It is, perhaps, my greatest failing as a food lover that I do not like raw tomatoes. Yes, I’ve tried the gorgeous tiny ones that everyone says are like candy. Yes, I’ve tried them more or less fresh from the vine, at the peak of their season. On a very few occasions I have tried them and felt merely indifferent; most of the time, though, I find them slimy and foul. I don’t know that I’d go so far as to call tomatoes evil, since I do enjoy them when cooked or otherwise altered from their raw form. But despite all my attempts, raw tomatoes remain goopy and gross to me.
One of the uses of tomatoes that always tempts me most is the glorious summer salad of tomatoes, basil, and fresh mozzarella. I look at those beautiful Italy-striped plates and wish that, to me, they could taste as lovely as they look. Instead, two things that I adore are tainted by a third that I just can’t stand.

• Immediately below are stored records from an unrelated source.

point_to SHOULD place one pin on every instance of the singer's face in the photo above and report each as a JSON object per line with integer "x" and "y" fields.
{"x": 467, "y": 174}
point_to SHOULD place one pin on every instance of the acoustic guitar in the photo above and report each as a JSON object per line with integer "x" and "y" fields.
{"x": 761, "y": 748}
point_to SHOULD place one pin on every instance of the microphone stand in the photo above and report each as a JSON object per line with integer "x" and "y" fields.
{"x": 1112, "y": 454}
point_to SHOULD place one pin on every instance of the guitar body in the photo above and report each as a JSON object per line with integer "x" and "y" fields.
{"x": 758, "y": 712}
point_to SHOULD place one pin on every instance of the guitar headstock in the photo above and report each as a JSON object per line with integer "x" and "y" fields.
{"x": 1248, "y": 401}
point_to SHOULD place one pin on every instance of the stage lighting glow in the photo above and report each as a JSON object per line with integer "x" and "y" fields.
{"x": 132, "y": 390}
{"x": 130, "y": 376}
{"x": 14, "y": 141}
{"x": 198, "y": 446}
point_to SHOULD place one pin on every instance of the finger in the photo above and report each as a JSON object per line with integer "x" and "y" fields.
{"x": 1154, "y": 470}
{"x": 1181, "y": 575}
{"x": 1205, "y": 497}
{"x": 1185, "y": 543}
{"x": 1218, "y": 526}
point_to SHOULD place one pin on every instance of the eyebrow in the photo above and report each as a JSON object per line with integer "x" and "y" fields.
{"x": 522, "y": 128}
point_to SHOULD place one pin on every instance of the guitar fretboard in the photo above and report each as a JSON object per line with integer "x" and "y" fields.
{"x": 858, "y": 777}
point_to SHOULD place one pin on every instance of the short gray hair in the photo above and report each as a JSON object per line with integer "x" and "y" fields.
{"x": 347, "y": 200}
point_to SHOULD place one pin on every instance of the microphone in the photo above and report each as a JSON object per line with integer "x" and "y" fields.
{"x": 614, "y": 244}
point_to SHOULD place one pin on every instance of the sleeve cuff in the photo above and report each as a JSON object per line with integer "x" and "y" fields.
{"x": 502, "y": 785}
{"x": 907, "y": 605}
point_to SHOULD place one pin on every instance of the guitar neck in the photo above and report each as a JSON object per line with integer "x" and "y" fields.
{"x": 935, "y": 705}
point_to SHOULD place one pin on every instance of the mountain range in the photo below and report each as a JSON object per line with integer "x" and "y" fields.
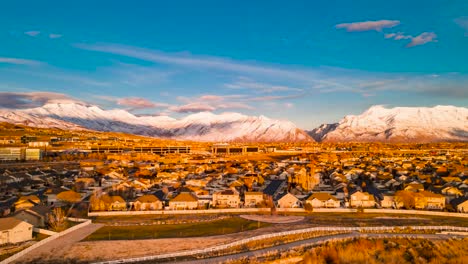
{"x": 399, "y": 124}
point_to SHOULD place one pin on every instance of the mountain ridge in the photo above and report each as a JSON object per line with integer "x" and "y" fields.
{"x": 398, "y": 124}
{"x": 204, "y": 126}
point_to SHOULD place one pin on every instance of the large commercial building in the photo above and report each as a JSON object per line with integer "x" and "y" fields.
{"x": 224, "y": 149}
{"x": 11, "y": 154}
{"x": 154, "y": 150}
{"x": 33, "y": 154}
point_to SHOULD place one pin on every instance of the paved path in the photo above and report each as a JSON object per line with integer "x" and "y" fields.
{"x": 59, "y": 246}
{"x": 312, "y": 241}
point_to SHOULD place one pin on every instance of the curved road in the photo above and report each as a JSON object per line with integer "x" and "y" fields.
{"x": 312, "y": 242}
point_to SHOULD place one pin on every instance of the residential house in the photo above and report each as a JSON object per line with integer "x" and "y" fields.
{"x": 362, "y": 199}
{"x": 38, "y": 215}
{"x": 451, "y": 191}
{"x": 107, "y": 203}
{"x": 115, "y": 203}
{"x": 414, "y": 187}
{"x": 226, "y": 199}
{"x": 13, "y": 230}
{"x": 288, "y": 200}
{"x": 323, "y": 200}
{"x": 253, "y": 199}
{"x": 428, "y": 200}
{"x": 28, "y": 201}
{"x": 388, "y": 201}
{"x": 52, "y": 193}
{"x": 183, "y": 201}
{"x": 460, "y": 204}
{"x": 147, "y": 202}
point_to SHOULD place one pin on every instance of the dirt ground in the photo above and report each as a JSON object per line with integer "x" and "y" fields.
{"x": 91, "y": 251}
{"x": 274, "y": 219}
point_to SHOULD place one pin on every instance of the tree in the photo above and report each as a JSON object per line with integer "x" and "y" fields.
{"x": 57, "y": 220}
{"x": 405, "y": 199}
{"x": 69, "y": 196}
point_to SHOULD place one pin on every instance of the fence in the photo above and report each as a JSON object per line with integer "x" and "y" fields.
{"x": 44, "y": 231}
{"x": 274, "y": 235}
{"x": 18, "y": 255}
{"x": 179, "y": 212}
{"x": 280, "y": 210}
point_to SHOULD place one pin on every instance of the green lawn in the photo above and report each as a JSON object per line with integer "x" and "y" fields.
{"x": 371, "y": 219}
{"x": 218, "y": 227}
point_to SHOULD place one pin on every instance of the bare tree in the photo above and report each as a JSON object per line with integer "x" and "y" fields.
{"x": 57, "y": 220}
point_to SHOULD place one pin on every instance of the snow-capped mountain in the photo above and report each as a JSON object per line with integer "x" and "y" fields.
{"x": 199, "y": 127}
{"x": 399, "y": 124}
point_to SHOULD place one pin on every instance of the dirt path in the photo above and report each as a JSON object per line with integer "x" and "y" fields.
{"x": 312, "y": 241}
{"x": 58, "y": 248}
{"x": 274, "y": 219}
{"x": 92, "y": 251}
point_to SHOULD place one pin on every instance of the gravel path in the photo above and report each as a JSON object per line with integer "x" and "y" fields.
{"x": 312, "y": 241}
{"x": 57, "y": 250}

So I’ve worked out this alternative for myself. I take small eggplant, slice them into rounds, brush with olive oil, and roast until brown and crispy. They’re basically eggplant chips, the salty crunch of which then pairs wonderfully with the milky fresh mozzarella. Even if you do like tomatoes, this variation is worth a try.
Roasted eggplant with mozzarella and basil
Three small eggplants, sliced into 1/3-inch rounds
salt and pepper
fresh mozzarella, sliced
1 bunch fresh basil
Preheat oven to 450° F. Oil two large baking sheets, or coat with cooking spray. Brush eggplant with olive oil on both sides, then arrange in one layer on baking sheets. Sprinkle with salt and pepper. Roast, turning over slices once, until tender and browned, about 20-25 minutes.
Brush eggplant with oil on both sides, then arrange in 1 layer on baking sheets and sprinkle with salt and pepper. Bake eggplant, switching position of sheets halfway through baking and turning slices over once, until tender, 20 to 25 minutes total.
Top eggplant slices with mozzarella and basil.